In Italia, invece, ci propinano la grandezza e l’umanità di Cesare Beccaria nell’impegno a ridimensionare l’uso della pena di morte, ma senza mai dirci che nel fare, con l’ergastolo, dell’essere umano uno schiavo – una “bestia di servigio” – l’illuminista Beccaria vedeva un dispositivo assai più efficacemente dissuasivo perché spalmato nel corso dell’intera vita.
Sarà forse per questa formazione ideologica – nel senso di idee dominanti, in quanto della classe dominante – che le anime belle di tanto in tanto aprono gli occhi e si indignano per poi tornare alla propria misera quanto privilegiata quotidianità senza intaccare lo stato di cose esistente e gli apparati che ne garantiscono la perpetuazione?
Di fondo, poco importa. Importa, invece, prendere atto una volta per tutte che il dispositivo che in-forma e modella la vita sociale è quello delle istituzioni totali e che la banalità del male è un ingrediente del quotidiano.

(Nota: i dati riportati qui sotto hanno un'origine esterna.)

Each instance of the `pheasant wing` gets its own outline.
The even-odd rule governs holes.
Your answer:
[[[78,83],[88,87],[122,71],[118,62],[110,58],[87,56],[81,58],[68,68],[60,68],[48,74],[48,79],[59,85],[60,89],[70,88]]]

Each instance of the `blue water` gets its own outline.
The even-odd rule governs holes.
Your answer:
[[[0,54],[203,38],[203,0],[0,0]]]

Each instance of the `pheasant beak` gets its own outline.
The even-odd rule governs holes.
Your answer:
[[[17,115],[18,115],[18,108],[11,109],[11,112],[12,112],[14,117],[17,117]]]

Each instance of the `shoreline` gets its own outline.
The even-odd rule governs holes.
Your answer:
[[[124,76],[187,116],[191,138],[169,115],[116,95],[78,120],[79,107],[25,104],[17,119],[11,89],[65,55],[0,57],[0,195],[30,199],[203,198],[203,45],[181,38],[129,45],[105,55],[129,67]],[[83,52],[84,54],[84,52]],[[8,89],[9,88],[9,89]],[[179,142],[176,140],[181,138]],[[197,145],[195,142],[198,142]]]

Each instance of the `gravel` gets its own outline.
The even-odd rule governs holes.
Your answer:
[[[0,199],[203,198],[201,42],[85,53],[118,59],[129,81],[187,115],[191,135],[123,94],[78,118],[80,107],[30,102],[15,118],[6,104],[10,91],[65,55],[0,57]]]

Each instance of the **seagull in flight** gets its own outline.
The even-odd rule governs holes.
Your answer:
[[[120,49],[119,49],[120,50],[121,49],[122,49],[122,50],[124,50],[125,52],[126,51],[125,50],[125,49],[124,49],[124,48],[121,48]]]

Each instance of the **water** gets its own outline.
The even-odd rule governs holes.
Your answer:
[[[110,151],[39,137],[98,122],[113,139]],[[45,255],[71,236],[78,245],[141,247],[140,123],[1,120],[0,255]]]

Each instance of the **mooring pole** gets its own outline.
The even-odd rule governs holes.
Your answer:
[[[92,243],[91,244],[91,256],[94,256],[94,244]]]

In questo quadro delegare allo Stato che ha “inventato” l’ennesima istituzione totale – i lager per migranti – la soluzione del problema è profondamente stolto, così come è stolto pensare di risolvere con leggi repressive la realtà della violenza contro le donne.
Entrambi – lager di Stato e violenza sessista – sono funzionali al mantenimento dello stato di cose esistente (leggasi divisione sessuale, etnica e di classe del lavoro) e come tali vanno cancellati dalla Terra, non solo nella forma presente ma in tutte le forme con cui sicuramente si ripresenteranno mascherati.
E si fottano le anime belle, una volta per tutte!